In 1 Corinthians 1:10, the apostle Paul urges believers to “agree with one another in what you say and that there be no divisions among you.” By saying there should be “no divisions among you,” Paul encourages believers to be united as the church as they share the gospel throughout the world.
In the first century AD, the church at Corinth was wrought with factions and divisions. The church was split over which leader or early missionary was their favorite and who they thought was most important to follow. Some preferred Paul while others preferred Apollos or Peter, mostly based on their speaking styles (see “wisdom” and “eloquence” in 1 Corinthians 1:17). Instead of being united under Christ, they were divided over their preferred leader. So, to push back against this temptation to divide, Paul commands them to be agree with one another and to not let there be divisions among them.
One important reason why believers should not let there be divisions among them is that it hinders their ability to grow and mature spiritually. In Ephesians 4:3, Paul commands believers to “make every effort to keep the unity of the Spirit through the bond of peace.” He then goes on to say in Ephesians 4:15 that believers, as the united Body of Christ, will “grow to become in every respect the mature body of him who is the head, that is, Christ.” In other words, if there are divisions among us as believers, we will not mature the way God desires us to. Spiritual growth happens when believers are united as they gather and worship God.
Another reason why believers should not let there be divisions among them is that it distracts them from their mission in making disciples of all nations (Matthew 28:19–20). After Paul urges the Corinthian believers to agree with one another, he says that his sole mission as an apostle of Christ was to preach the gospel (see 1 Corinthians 1:17). He didn’t want to be remembered for his influence or for the way he spoke or even for the people he baptized. He only wanted to be remembered as someone who faithfully preached the gospel. Likewise, if we as believers focus on the ways we are divided over personal and preferred inclinations, we’ll miss the opportunities God gives us every day to share the gospel with those around us.

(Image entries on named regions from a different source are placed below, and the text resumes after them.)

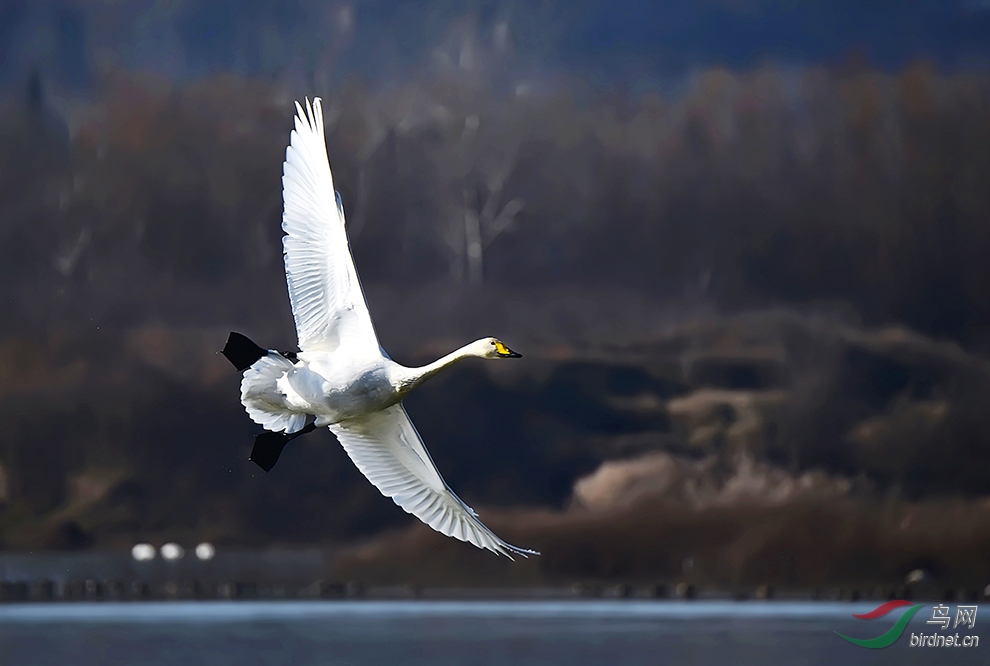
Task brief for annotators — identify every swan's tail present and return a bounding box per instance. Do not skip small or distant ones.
[222,333,306,436]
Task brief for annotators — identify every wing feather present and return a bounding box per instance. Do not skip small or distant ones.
[330,404,537,559]
[282,97,380,352]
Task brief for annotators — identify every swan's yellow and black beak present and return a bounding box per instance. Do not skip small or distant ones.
[495,340,522,358]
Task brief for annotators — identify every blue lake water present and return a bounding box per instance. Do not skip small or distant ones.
[0,600,990,666]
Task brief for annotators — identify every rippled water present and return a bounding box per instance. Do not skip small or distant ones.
[0,601,990,666]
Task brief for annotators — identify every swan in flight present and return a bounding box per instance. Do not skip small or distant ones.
[223,97,538,559]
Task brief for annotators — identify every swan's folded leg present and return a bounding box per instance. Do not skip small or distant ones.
[248,423,316,472]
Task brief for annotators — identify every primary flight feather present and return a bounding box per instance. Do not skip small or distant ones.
[223,98,537,558]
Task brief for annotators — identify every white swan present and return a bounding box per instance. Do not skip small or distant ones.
[223,98,538,559]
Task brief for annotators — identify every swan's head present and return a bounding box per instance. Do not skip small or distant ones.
[474,338,522,358]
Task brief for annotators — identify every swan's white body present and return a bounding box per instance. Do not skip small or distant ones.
[241,98,535,557]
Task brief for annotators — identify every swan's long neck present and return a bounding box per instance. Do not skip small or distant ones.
[396,343,477,395]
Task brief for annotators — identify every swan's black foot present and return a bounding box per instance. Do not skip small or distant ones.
[248,423,316,472]
[220,332,268,370]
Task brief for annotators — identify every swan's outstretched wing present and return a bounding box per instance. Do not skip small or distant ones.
[282,97,380,352]
[330,404,538,559]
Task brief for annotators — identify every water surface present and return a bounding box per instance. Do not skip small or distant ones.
[0,600,990,666]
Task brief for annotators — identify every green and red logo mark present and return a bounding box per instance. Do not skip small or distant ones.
[835,599,925,648]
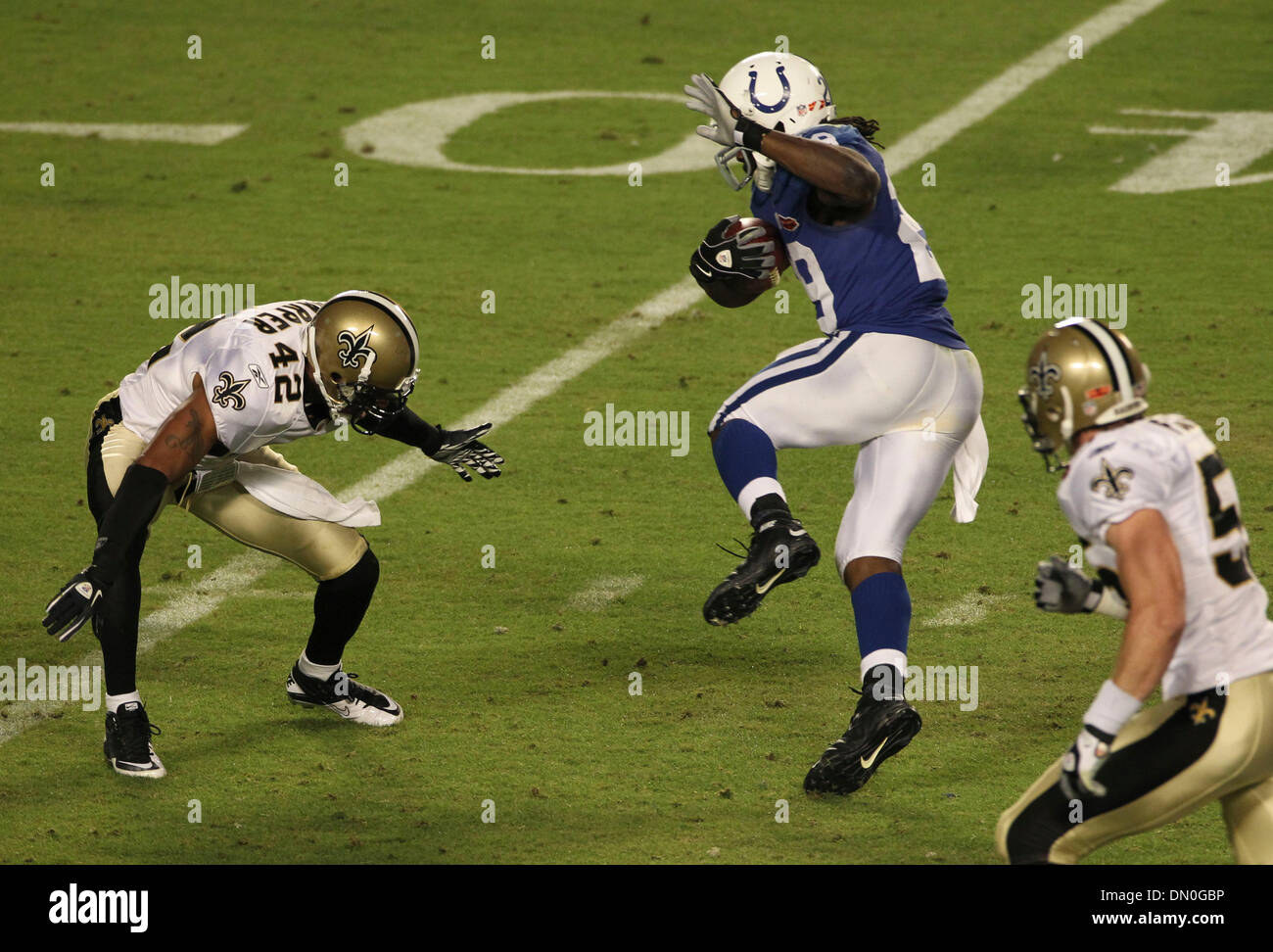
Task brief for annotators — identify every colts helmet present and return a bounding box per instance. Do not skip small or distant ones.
[717,52,835,192]
[1017,317,1150,472]
[306,292,420,434]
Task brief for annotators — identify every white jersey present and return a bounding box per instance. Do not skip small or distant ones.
[1057,413,1273,698]
[119,301,332,455]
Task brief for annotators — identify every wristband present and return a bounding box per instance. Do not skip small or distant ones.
[733,118,773,152]
[1083,680,1141,737]
[1091,582,1128,620]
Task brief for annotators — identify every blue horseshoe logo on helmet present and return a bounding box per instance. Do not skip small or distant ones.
[747,67,792,112]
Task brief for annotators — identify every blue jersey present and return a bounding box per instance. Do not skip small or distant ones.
[751,124,967,350]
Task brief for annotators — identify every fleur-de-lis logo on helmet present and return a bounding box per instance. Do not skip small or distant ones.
[1030,350,1061,400]
[1092,459,1136,499]
[336,324,376,366]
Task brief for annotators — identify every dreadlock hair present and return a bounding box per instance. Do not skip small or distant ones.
[827,116,883,149]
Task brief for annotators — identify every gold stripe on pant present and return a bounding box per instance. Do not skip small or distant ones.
[92,422,368,582]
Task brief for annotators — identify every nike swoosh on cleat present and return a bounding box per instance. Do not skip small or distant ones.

Finally, perhaps the biggest reason why believers should not let there be divisions among them is that it hurts their witness to the world in revealing who God is. In John 17, just before Jesus was arrested and crucified, He prayed to God the Father for all believers throughout history: “May they all be one, as you, Father, are in me and I am in you. May they also be in us, so that the world may believe you sent me” (John 17:21). In other words, Jesus prayed for all those who follow Him to be united in order to help the world believe who He is, the Son of God. So when there are divisions among us as believers, it hinders our ability to show the world who God is and what He is like—the perfectly united Triune God.
Believers in Christ should not allow personal preferences related to politics, education styles, sports, favorite speakers, or anything else divide them, especially to the point that they are known more for what they disagree on than what they agree on. Christians should first and foremost be known as a unified group of people who worship and praise Jesus as the Son of God who came to die for the sins of the world.